A dual-acting cell therapy designed to eliminate established tumors, train the immune system to eradicate the primary tumor, and prevent cancer recurrence.
Scientists are using new methods to turn cancer cells into powerful anticancer drugs. In a recent study from the lab of Khalid Shah, MS, PhD, Brigham and Women’s HospitalA founding member of the Mass General Brigham Health Care System, the team tested a dual-acting, cancer-killing vaccine in an advanced mouse model of the deadly glioblastoma of the brain with promising results. Result is, Science Translational Medicine.
“Our team has pursued a simple idea: take cancer cells and transform them into cancer cells and vaccines,” says the Center for Stem Cell and Translational Immunotherapy. (CSTI) Director and Vice-Chair and Corresponding Author Khalid Shah, MS, PhD. He is on the faculty of Brigham University Neurosurgery, Harvard Medical School and Harvard Stem Cell Institute (HSCI). “We are using genetic engineering to develop therapies that repurpose cancer cells to kill tumor cells, stimulate the immune system to destroy primary tumors, and prevent cancer.”
Cancer vaccines are an area of active research in many laboratories, but the approach taken by Shah and his colleagues is unique. Instead of using inactivated tumor cells, the team reuses live tumor cells with abnormal characteristics. Like a homing pigeon returning to its roost, live tumor cells travel long distances in the brain to return to the location of their fellow tumor cells. Taking advantage of this unique property, Shah’s team manipulated living tumor cells using the gene-editing tool CRISPR-Cas9 and repurposed them to release tumor cell killing agents. Additionally, genetically engineered tumor cells are designed to express factors that enable the immune system to easily discover, tag, and remember, priming the immune system for long-term anti-tumor responses. increase.
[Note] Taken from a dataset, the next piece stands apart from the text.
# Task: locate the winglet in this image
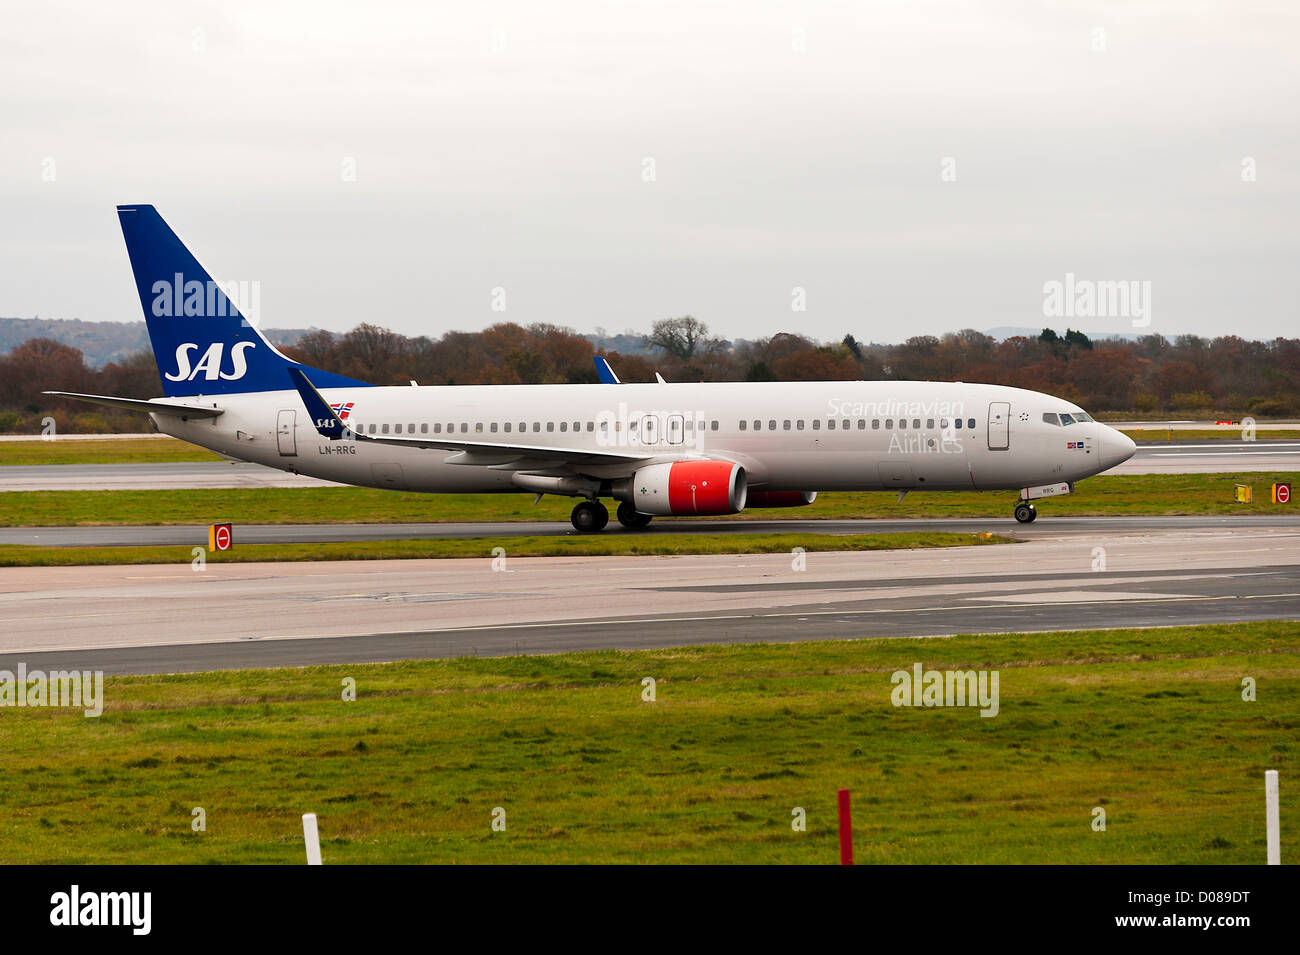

The team has developed repurposed, CRISPR-enhanced and reverse-engineered therapeutic tumor cells (ThTCs) in a variety of mouse strains, including those that yield human-derived bone marrow, liver, and thymocytes that mimic the human immune microenvironment. ) was tested. Shah’s team also incorporated his two-layer safety switch into cancer cells. When this switch is activated, he will eradicate ThTC if necessary. This dual-acting cell therapy is safe, applicable, and effective in these models, suggesting a roadmap to therapy. Further testing and development is needed, but Shah’s team specifically chose this model and used human cells to smooth the way for translating their findings into the patient setting.
“Throughout everything we do at the center, we never lose sight of our patients, even if they are highly technical,” says Shah. “Our goal is to employ innovative yet translatable approaches that will ultimately allow us to develop therapeutic cancer-killing vaccines that will have a lasting impact on medicine.” Shah. and colleagues note that this therapeutic strategy is applicable to a broader range of solid tumors, requiring further investigation of its application.
See also: “A bifunctional cancer cell-based vaccine promotes direct tumor killing and anti-tumor immunity simultaneously,” Kok-Siong Chen, Clemens Reinshagen, Thijs A. Van Schaik, Filippo Rossignoli, Paulo Borges, Natalia Claire Mendonca , Reza Abdi, Brennan Simon, David A. Reardon, Hiroaki Wakimoto, Khalid Shah, 4 January 2023, Science Translational Medicine.
DOI: 10.1126/scitranslmed.abo4778
Disclosure: Shah is an equity owner and member of the board of directors of AMASA Therapeutics, a company developing stem cell-based therapies for cancer.
Funding: This work was supported by the National Institutes of Health (Grant R01-NS121096).